Possible fix for bug #13165

Message ID 53F26769.20801@linux.vnet.ibm.com
State Dropped
Delegated to: Adhemerval Zanella Netto
Headers

Commit Message

Adhemerval Zanella Netto Aug. 18, 2014, 8:51 p.m. UTC
  On 18-08-2014 16:53, Rich Felker wrote:
> A couple days ago I posted ideas for a fix for this issue on the bug
> tracker:
>
> https://sourceware.org/bugzilla/show_bug.cgi?id=13165#c38
>
> Anybody who does glibc development/builds/testing up for trying my
> idea and seeing if it works?
>
> Rich
>
If I understood correctly, you are proposing something like:


correct? I saw not NPTL issues in nether powerpc64 or x86_64.
  

Comments

Rich Felker Aug. 18, 2014, 9:27 p.m.
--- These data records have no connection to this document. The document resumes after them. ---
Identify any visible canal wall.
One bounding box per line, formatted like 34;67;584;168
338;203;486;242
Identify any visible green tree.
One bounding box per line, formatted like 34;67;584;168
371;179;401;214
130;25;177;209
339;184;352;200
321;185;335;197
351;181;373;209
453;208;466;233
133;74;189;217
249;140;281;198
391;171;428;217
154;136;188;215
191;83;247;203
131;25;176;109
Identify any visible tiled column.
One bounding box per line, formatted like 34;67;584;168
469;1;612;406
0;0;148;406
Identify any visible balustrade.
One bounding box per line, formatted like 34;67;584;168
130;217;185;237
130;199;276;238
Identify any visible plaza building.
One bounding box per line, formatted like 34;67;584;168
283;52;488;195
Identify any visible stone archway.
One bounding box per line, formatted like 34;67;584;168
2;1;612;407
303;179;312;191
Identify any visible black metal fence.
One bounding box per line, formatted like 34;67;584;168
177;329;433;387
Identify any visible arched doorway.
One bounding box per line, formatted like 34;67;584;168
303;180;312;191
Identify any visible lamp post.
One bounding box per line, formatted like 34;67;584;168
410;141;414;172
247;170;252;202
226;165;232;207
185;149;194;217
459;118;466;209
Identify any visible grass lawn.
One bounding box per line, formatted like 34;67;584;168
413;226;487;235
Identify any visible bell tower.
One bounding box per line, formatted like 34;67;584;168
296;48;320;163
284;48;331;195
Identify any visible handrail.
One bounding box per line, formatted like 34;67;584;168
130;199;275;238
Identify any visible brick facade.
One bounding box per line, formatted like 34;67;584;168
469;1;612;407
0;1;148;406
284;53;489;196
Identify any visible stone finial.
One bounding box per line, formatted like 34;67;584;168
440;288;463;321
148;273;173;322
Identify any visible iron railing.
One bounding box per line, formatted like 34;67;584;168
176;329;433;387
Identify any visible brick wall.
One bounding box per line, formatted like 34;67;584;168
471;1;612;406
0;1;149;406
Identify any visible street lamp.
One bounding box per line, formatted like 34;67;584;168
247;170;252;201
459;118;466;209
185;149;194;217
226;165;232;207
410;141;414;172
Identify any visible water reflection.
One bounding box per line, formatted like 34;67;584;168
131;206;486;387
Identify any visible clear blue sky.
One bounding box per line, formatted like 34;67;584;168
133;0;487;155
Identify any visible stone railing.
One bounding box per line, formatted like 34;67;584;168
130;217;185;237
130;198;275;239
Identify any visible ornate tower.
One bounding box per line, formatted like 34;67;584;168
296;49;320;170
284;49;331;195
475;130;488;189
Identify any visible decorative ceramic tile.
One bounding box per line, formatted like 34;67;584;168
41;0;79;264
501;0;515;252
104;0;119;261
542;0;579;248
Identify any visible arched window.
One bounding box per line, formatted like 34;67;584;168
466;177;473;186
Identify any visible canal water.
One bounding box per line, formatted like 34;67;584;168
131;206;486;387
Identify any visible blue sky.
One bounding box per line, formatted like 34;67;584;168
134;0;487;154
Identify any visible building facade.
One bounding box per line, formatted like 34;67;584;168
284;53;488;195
UTC | #1
On Mon, Aug 18, 2014 at 05:51:53PM -0300, Adhemerval Zanella wrote:
> On 18-08-2014 16:53, Rich Felker wrote:
> > A couple days ago I posted ideas for a fix for this issue on the bug
> > tracker:
> >
> > https://sourceware.org/bugzilla/show_bug.cgi?id=13165#c38
> >
> > Anybody who does glibc development/builds/testing up for trying my
> > idea and seeing if it works?
> >
> > Rich
> >
> If I understood correctly, you are proposing something like:
> 
> diff --git a/nptl/pthread_cond_wait.c b/nptl/pthread_cond_wait.c
> index fc5eac4..a16c5d5 100644
> --- a/nptl/pthread_cond_wait.c
> +++ b/nptl/pthread_cond_wait.c
> @@ -118,14 +118,6 @@ __pthread_cond_wait (cond, mutex)
>    /* Make sure we are alone.  */
>    lll_lock (cond->__data.__lock, pshared);
>  
> -  /* Now we can release the mutex.  */
> -  err = __pthread_mutex_unlock_usercnt (mutex, 0);
> -  if (__glibc_unlikely (err))
> -    {
> -      lll_unlock (cond->__data.__lock, pshared);
> -      return err;
> -    }
> -
>    /* We have one new user of the condvar.  */
>    ++cond->__data.__total_seq;
>    ++cond->__data.__futex;
> @@ -153,6 +145,14 @@ __pthread_cond_wait (cond, mutex)
>    /* Remember the broadcast counter.  */
>    cbuffer.bc_seq = cond->__data.__broadcast_seq;
>  
> +  /* Now we can release the mutex.  */
> +  err = __pthread_mutex_unlock_usercnt (mutex, 0);
> +  if (__glibc_unlikely (err))
> +    {
> +      lll_unlock (cond->__data.__lock, pshared);
> +      return err;
> +    }
> +
>    do
>      {
>        unsigned int futex_val = cond->__data.__futex;
> 
> correct?

Yes, that looks like what I had in mind. But on second thought I'm not
sure it should be necessary; I missed the internal lock that's being
taken before the mutex is unlocked.

> I saw not NPTL issues in nether powerpc64 or x86_64.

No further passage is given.